If something is unethical, it is not necessarily wrong. As mentioned above, many things that are considered unethical might be unethical if determined by a law or legal system, but right and wrong in many different situations can vary between individuals and people’s opinions.
If you are listening to someone who is talking about something that hurts them, it might not be the best idea to try running them over with your car shouting “that’s an abuse of power!” or “I hate all people like that”. This example is a bit extreme, but simply put, the fact that you believe it is your duty to protect someone from pain does not make it ethical .
Be careful when following an objective opinion in this situation because it can cause problems for both sides. After all, it’s the person who is going through the pain who you should show compassion towards.
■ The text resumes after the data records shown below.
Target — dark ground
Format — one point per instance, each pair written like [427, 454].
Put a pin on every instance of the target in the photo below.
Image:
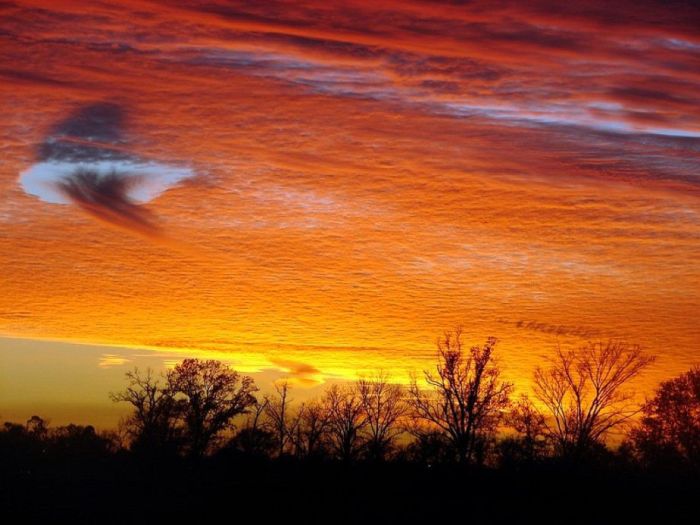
[233, 489]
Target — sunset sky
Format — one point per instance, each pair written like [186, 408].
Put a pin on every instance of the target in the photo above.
[318, 189]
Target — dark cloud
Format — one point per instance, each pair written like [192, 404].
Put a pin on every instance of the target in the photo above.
[90, 133]
[304, 373]
[106, 197]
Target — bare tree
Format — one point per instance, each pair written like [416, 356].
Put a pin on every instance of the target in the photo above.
[533, 439]
[383, 405]
[208, 395]
[151, 427]
[278, 414]
[466, 397]
[584, 393]
[669, 430]
[346, 420]
[309, 429]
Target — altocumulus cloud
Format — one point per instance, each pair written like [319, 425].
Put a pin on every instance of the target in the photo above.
[83, 162]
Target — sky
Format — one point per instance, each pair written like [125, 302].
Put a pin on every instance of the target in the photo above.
[319, 189]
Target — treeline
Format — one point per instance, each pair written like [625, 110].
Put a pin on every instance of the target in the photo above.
[461, 412]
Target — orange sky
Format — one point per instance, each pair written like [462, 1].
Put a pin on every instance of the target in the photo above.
[360, 177]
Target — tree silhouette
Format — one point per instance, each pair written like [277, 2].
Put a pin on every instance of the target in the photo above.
[583, 390]
[208, 396]
[383, 406]
[532, 441]
[669, 430]
[278, 414]
[152, 426]
[345, 420]
[466, 396]
[310, 430]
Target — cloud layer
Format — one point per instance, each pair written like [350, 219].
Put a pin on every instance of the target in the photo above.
[370, 174]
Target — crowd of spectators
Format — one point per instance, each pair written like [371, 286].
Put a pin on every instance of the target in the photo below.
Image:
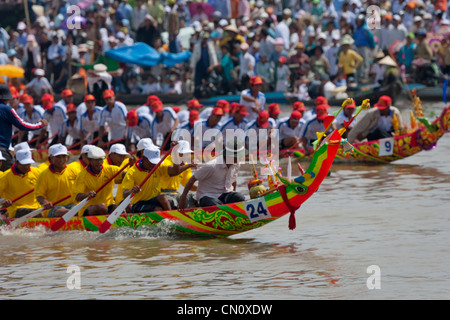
[307, 47]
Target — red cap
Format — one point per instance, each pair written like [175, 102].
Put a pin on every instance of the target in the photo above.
[132, 118]
[14, 92]
[71, 108]
[242, 110]
[193, 116]
[263, 119]
[47, 97]
[151, 99]
[256, 80]
[296, 115]
[234, 106]
[89, 97]
[217, 111]
[321, 111]
[383, 102]
[67, 93]
[299, 106]
[47, 105]
[320, 100]
[274, 108]
[108, 93]
[26, 98]
[176, 109]
[157, 106]
[224, 104]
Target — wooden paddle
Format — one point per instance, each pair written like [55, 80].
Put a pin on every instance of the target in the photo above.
[118, 211]
[69, 215]
[34, 213]
[18, 198]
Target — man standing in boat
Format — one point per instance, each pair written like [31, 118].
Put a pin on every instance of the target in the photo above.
[253, 98]
[8, 119]
[377, 123]
[55, 183]
[217, 178]
[113, 117]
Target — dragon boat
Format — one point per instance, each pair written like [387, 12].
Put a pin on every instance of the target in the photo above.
[223, 220]
[404, 144]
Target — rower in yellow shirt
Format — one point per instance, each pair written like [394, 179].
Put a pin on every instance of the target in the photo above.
[18, 180]
[349, 59]
[148, 198]
[82, 162]
[178, 172]
[55, 183]
[91, 179]
[116, 157]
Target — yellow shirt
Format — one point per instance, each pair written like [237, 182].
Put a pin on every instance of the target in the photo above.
[173, 183]
[151, 188]
[119, 192]
[350, 61]
[43, 166]
[13, 185]
[54, 186]
[88, 181]
[77, 166]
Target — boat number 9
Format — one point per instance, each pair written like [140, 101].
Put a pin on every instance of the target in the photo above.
[386, 147]
[256, 209]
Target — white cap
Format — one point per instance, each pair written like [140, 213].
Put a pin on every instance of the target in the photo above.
[183, 147]
[24, 157]
[86, 148]
[96, 153]
[21, 146]
[144, 144]
[57, 150]
[119, 149]
[153, 155]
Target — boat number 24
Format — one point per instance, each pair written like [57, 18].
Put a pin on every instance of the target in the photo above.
[256, 209]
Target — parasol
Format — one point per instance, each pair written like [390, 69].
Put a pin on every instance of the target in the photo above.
[9, 70]
[207, 8]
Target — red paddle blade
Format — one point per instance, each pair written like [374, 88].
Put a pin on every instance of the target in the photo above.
[327, 121]
[58, 224]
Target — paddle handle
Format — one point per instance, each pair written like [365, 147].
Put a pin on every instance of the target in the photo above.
[19, 197]
[118, 211]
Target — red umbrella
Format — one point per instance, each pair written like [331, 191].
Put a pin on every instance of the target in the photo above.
[207, 8]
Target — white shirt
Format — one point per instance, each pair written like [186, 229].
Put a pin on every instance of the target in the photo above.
[215, 178]
[115, 120]
[261, 98]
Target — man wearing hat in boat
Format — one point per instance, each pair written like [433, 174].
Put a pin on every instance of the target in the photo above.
[253, 98]
[310, 129]
[31, 114]
[91, 179]
[139, 127]
[89, 127]
[55, 115]
[147, 198]
[8, 119]
[217, 178]
[377, 122]
[289, 130]
[179, 171]
[113, 118]
[165, 121]
[56, 182]
[16, 181]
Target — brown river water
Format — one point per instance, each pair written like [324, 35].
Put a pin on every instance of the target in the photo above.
[393, 219]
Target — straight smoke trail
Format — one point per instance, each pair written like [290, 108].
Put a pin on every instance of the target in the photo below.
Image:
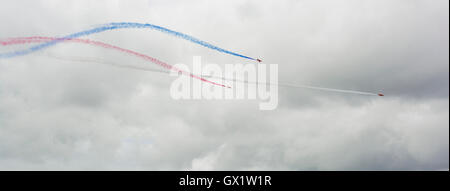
[37, 39]
[115, 26]
[282, 84]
If they want to talk about it with someone they should be able to, no matter what you think about the situation.
For example, if a friend of yours was being abused by their boyfriend and was crying out for help in dealing with their own problems, as an ethical listener you might offer your advice and support. Unlike in the car example above, there is a real person experiencing real pain and hardship. The objective opinion here would be to support them (or anyone else in this situation), and not really judge that boyfriend whom they are currently with (unless some other facts come up about him that might change your mind).
There are several kinds of judgments a listener could make when they follow an objective opinion when listening to someone else. There is the judgment of their situation , what the person is saying, and how the situation is affecting them and others (e.g., “That’s terrible that you had to work in such unhealthy conditions for ten years, but I respect your decision not to speak out about it”).
To summarize, ethical listeners are impartial listeners (listener’s ethics) who listen to other people’s situations, what they have to say, and how the situation is affecting them and others (subjective opinions) without being influenced by other factors that might make it difficult for them to form an objective opinion.